Put the money in a separate account. If you’re using your loan funds to cover ongoing operational expenses and purchases, you might want to place the money somewhere other than your primary business checking account. Essentially pretending the money isn’t there, and only transferring money as you need it, will prevent you from overspending, said Levi King, CEO and co-founder of business credit and financing company Nav (formerly Creditera).
“If you have to transfer money from one account to another — especially if it’s with different banks — you’ll think long and hard before you make that decision,” King said.
Set up automatic loan payments. Late or missed payments on your loan can really hurt your credit score, and make it more difficult for you to borrow money in the future. One way to ensure you stay on top of your loan repayment is by setting up automatic debits. Most lenders have an online banking system that allows you to do this, and as long as you know you’ll have the funds each month to make the payments, it will save you the hassle of manually moving your money around.
“[Auto-debit] helps ensure timely repayment and is one less thing for a small business owner to worry about,” said Mollie Gawronski, head of small business segment strategy for BMO Harris Bank. “In some cases, [banks can] offer better terms for customers who do that.”
Continue cutting costs and planning your budget. Don’t let that large bank-account balance go to your head: In the long run, continuing to save money, trim your budget and plan for your business’s future, even though you now have the funds to cover your expenses, will ensure you’re prepared for a financial emergency.
“Don’t assume that once you’ve got funding, you are all set,” King said. “Another big opportunity or problem can present itself tomorrow.

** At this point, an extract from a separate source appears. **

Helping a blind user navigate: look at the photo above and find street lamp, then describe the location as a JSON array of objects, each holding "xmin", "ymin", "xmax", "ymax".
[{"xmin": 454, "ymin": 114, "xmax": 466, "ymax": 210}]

Always be anticipating future funding needs, and look for opportunities to lower the cost of existing loans by refinancing for example.
Stephen Sheinbaum, founder of financial technology company Bizfi, noted that putting certain expenses like utilities on an equal payment plan, or looking into vendor discounts or early payoff plans can help you better manage your cash flow.
“Whatever savings you generate should go into your reserves,” Sheinbaum said.